An early demo of "Life in a Glasshouse", performed by Yorke on acoustic guitar, was released on the 2019 compilation MiniDiscs [Hacked]. On November 5, 2021, Radiohead released Kid A Mnesia, an anniversary reissue compiling Kid A and Amnesiac. It includes a third album, Kid Amnesiae, comprising previously unreleased material from the sessions. Radiohead promoted the reissue with two digital singles, the previously unreleased tracks "If You Say the Word" and "Follow Me Around".
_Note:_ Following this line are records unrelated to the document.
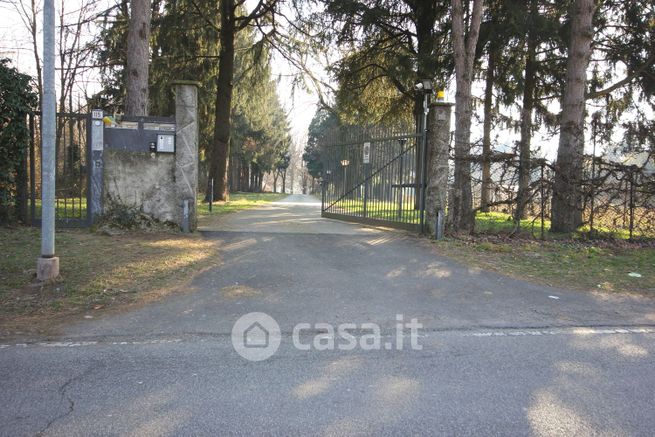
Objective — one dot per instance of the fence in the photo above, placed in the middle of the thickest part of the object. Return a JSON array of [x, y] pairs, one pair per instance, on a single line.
[[618, 200], [369, 175], [71, 157]]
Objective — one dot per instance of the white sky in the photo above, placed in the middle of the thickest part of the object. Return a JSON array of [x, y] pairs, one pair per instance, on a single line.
[[300, 104]]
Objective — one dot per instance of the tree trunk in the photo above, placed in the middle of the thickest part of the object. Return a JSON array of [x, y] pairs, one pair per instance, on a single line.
[[460, 206], [567, 197], [138, 58], [426, 16], [523, 194], [221, 141], [485, 191]]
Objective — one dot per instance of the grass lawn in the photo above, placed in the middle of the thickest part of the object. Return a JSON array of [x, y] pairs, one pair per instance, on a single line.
[[97, 271], [237, 202], [502, 223], [568, 264]]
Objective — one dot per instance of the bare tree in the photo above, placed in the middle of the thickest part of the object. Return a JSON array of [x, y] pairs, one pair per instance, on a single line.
[[231, 23], [567, 196], [460, 205], [138, 58], [27, 11]]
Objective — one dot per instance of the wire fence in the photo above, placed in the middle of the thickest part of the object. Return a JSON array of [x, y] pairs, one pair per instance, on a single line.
[[369, 175], [617, 199]]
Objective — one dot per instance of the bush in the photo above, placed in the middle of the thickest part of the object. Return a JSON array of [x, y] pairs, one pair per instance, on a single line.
[[17, 100]]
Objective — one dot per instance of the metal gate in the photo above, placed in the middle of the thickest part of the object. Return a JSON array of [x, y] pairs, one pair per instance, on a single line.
[[373, 176], [71, 175]]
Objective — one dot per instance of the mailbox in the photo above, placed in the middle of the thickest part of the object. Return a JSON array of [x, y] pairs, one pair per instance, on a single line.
[[141, 134], [165, 143]]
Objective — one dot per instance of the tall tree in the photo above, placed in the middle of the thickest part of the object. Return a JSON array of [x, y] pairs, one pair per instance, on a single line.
[[138, 57], [529, 86], [567, 196], [232, 21], [465, 38]]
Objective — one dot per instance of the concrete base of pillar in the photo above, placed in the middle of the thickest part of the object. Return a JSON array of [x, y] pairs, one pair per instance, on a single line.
[[47, 268]]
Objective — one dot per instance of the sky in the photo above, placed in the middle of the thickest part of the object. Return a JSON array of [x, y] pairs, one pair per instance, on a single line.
[[299, 104], [15, 43]]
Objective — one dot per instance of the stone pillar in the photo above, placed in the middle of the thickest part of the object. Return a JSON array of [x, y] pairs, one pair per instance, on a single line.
[[186, 152], [96, 144], [437, 167]]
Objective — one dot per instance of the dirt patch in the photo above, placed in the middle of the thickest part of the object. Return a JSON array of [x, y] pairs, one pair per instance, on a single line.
[[237, 291], [99, 274]]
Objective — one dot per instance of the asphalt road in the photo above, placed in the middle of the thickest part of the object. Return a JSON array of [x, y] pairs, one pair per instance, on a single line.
[[498, 356]]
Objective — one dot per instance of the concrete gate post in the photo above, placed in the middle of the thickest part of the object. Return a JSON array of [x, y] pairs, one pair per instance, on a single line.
[[186, 151], [438, 138]]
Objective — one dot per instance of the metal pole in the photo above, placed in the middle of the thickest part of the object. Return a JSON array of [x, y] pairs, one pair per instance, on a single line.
[[593, 178], [211, 196], [48, 133], [48, 264], [424, 161]]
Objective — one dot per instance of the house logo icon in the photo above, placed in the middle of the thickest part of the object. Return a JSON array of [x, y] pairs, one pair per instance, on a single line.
[[256, 336]]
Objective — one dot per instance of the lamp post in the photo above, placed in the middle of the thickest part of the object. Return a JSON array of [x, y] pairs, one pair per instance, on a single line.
[[47, 265], [425, 86], [345, 163]]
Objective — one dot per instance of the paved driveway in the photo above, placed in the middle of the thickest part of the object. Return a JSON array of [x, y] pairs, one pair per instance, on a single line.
[[498, 356]]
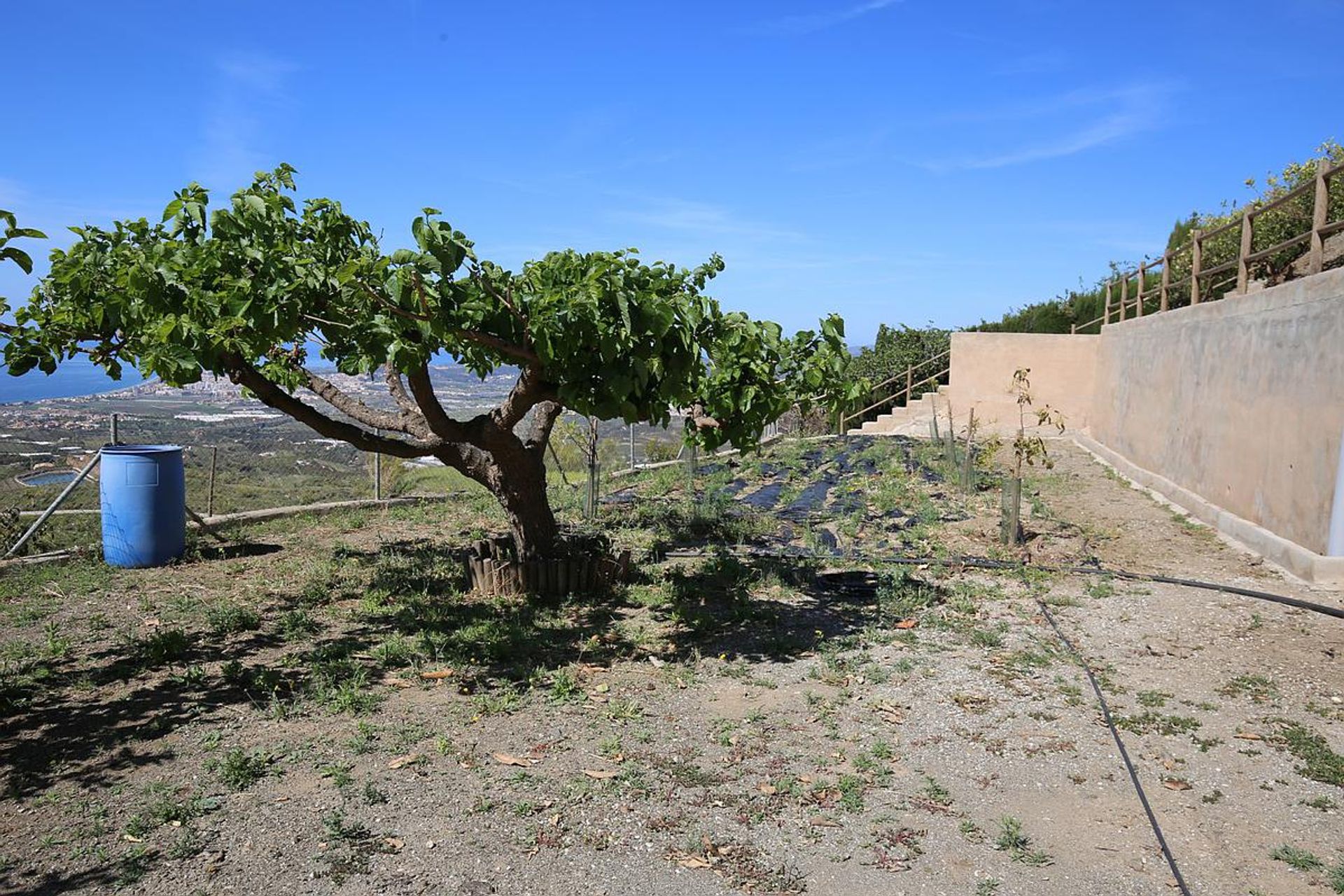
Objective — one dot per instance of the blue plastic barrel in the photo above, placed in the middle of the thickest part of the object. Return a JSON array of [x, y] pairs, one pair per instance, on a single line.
[[144, 504]]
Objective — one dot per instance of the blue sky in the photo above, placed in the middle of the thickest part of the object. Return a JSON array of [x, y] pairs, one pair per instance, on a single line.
[[898, 162]]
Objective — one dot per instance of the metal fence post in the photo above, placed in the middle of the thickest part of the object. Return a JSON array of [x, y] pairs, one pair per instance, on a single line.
[[378, 470], [1316, 255], [1243, 266], [1139, 302], [210, 492], [1167, 279], [1196, 258]]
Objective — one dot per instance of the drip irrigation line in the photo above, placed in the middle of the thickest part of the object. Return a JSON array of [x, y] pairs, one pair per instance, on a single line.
[[1120, 743], [987, 564]]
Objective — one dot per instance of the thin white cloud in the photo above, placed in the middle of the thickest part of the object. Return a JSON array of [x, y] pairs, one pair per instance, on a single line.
[[233, 132], [1110, 115], [702, 218], [822, 20]]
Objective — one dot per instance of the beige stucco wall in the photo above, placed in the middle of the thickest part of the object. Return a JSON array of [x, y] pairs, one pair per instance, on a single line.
[[1062, 375], [1240, 400]]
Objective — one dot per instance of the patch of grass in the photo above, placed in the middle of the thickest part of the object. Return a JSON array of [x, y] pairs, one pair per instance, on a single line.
[[1015, 841], [396, 650], [229, 617], [1297, 859], [851, 792], [1257, 688], [1319, 761], [1152, 722], [239, 769], [296, 625], [167, 647], [901, 594]]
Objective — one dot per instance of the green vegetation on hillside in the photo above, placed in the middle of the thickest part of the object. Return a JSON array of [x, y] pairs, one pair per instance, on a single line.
[[1086, 304]]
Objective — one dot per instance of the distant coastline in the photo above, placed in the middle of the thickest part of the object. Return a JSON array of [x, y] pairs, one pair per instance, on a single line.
[[73, 379]]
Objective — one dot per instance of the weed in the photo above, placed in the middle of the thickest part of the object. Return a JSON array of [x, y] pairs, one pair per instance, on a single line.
[[396, 650], [1155, 722], [1319, 761], [227, 617], [239, 769], [296, 625], [1297, 859], [162, 648], [1257, 688], [1015, 841], [565, 687], [851, 793]]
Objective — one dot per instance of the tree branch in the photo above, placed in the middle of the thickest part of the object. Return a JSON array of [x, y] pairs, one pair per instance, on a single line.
[[527, 391], [543, 421], [438, 421], [499, 344], [368, 415], [272, 396], [398, 391]]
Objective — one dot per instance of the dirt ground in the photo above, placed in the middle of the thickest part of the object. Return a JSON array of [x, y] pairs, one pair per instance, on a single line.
[[768, 708]]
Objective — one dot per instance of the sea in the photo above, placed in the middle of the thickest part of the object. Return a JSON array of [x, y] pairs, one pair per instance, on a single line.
[[74, 378]]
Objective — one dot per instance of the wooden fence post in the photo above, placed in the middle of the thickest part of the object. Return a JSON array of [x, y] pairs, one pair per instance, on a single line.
[[1167, 279], [1139, 302], [1243, 266], [1316, 257], [1196, 257]]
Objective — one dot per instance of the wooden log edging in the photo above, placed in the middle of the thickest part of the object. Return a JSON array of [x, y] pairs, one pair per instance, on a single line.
[[493, 568]]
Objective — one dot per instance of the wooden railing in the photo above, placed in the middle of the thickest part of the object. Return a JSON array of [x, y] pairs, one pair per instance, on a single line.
[[1155, 290], [914, 377]]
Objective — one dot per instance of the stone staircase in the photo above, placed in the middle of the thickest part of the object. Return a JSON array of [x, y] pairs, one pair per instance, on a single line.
[[910, 419]]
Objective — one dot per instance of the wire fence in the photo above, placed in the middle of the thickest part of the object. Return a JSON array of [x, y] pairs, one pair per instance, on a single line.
[[252, 458]]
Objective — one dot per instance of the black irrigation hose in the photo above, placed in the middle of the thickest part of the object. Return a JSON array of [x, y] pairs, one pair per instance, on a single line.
[[1120, 743], [986, 564], [1124, 754]]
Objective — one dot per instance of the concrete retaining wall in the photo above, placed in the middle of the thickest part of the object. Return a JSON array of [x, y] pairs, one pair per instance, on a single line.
[[1236, 405], [1062, 375], [1240, 402]]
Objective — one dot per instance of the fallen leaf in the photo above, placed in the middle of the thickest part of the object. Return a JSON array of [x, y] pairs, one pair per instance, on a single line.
[[690, 862], [503, 758]]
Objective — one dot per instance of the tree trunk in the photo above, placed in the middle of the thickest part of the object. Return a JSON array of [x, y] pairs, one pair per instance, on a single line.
[[515, 475], [528, 511]]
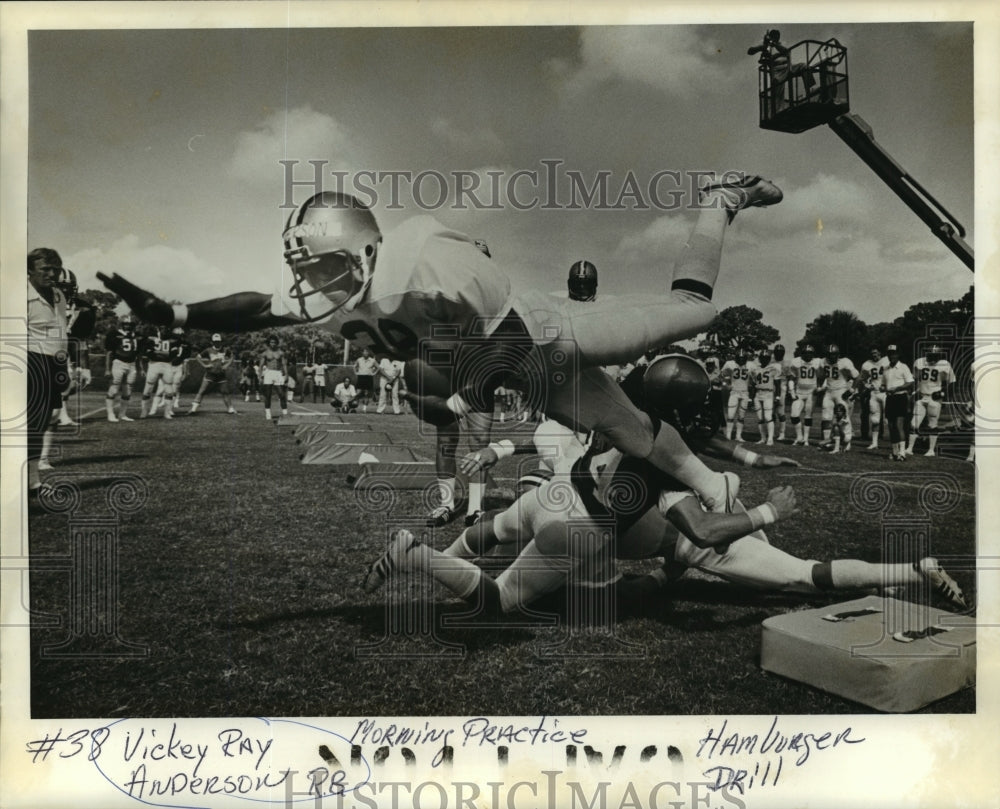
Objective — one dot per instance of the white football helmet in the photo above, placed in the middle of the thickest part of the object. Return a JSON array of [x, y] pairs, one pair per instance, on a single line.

Kid A Mnesia Exhibition, an interactive experience with music and artwork from Kid A and Amnesiac, was released on 18 November for PlayStation 5, macOS and Windows. A physical installation, Motion Picture House: Kid A Mnesia, opened at the 2026 Coachella festival in California and is set to tour the US.

==Track listing==

| No. | Title | Length |
|---|---|---|
| 1. | "Packt Like Sardines in a Crushd Tin Box" | 4:00 |
| 2. | "Pyramid Song" | 4:49 |
| 3. | "Pulk/Pull Revolving Doors" | 4:07 |
| 4. | "You and Whose Army?" | 3:11 |
| 5. | "I Might Be Wrong" | 4:54 |
| 6. | "Knives Out" | 4:15 |
| 7. | "Morning Bell/Amnesiac" | 3:14 |
| 8. | "Dollars and Cents" | 4:52 |
| 9. | "Hunting Bears" | 2:01 |
| 10. | "Like Spinning Plates" | 3:57 |
| 11. | "Life in a Glasshouse" | 4:31 |
| Total length: |  | 43:57 |

==Personnel==
Adapted from the Amnesiac liner notes.

===Radiohead===
- Colin Greenwood
- Jonny Greenwood
- Ed O'Brien
- Philip Selway
- Thom Yorke

===Additional musicians===
- The Orchestra of St John's – strings ("Pyramid Song", "Dollars and Cents")
  - John Lubbock – conducting
- The Humphrey Lyttelton Band ("Life in a Glasshouse")
  - Humphrey Lyttelton – trumpet, bandleader
  - Jimmy Hastings – clarinet
  - Pete Strange – trombone
  - Paul Bridge – double bass
  - Adrian Macintosh – drums

===Technical personnel===
- Nigel Godrich – production, engineering
- Radiohead – production
- Dan Grech-Marguerat – engineering ("Life in a Glasshouse")
- Gerard Navarro – engineering assistance
- Graeme Stewart – engineering assistance
- Bob Ludwig – mastering

===Artwork===
- Stanley Donwood – pictures, design
- Thom Yorke (credited as "Tchocky") – pictures

==Charts==

=== Weekly charts ===

Weekly chart performance for Amnesiac
| Chart (2001) | Peak position |
|---|---|
| Australian Albums (ARIA) | 2 |
| Austrian Albums (Ö3 Austria) | 1 |
| Belgian Albums (Ultratop Flanders) | 4 |
| Belgian Albums (Ultratop Wallonia) | 3 |
| Canadian Albums (Billboard) | 1 |
| Danish Albums (Hitlisten) | 2 |
| Dutch Albums (Album Top 100) | 3 |
| Finnish Albums (Suomen virallinen lista) | 1 |
| French Albums (SNEP) | 2 |
| German Albums (Offizielle Top 100) | 2 |
| Hungarian Albums (MAHASZ) | 26 |
| Japanese Albums (Oricon) | 6 |
| Irish Albums (IRMA) | 1 |
| Italian Albums (FIMI) | 2 |
| New Zealand Albums (RMNZ) | 1 |
| Polish Albums (ZPAV) | 3 |
| Scottish Albums (Official Charts) | 1 |
| Spanish Albums (AFYVE) | 13 |
| Swedish Albums (Sverigetopplistan) | 4 |
| Swiss Albums (Schweizer Hitparade) | 6 |
| UK Albums (Official Charts) | 1 |
| US Billboard 200 | 2 |

=== Year-end charts ===

Year-end chart performance for Amnesiac
| Chart (2001) | Position |
|---|---|
| Belgian Albums (Ultratop Wallonia) | 77 |
| Canadian Albums (Nielsen SoundScan) | 58 |
| Dutch Albums (Album Top 100) | 88 |
| European Albums (Music & Media) | 69 |
| French Albums (SNEP) | 56 |
| UK Albums (OCC) | 80 |
| US Billboard 200 | 139 |

==Certifications==

Certifications for Amnesiac
| Region | Certification | Certified units/sales |
| Argentina (CAPIF) | Gold | 20,000^{^} |
| Australia (ARIA) | Gold | 35,000^{^} |
| Belgium (BRMA) | Gold | 25,000^{*} |
| Canada (Music Canada) | Platinum | 100,000^{^} |
| France (SNEP) | Gold | 100,000^{*} |
| Japan (RIAJ) | Gold | 100,000^{^} |
| United Kingdom (BPI) | Platinum | 331,000 |
| United States (RIAA) | Gold | 500,000 |
Summaries
| Europe (IFPI) | Platinum | 1,000,000^{*} |
^{*} Sales figures based on certification alone. ^{^} Shipments figures based on certification alone.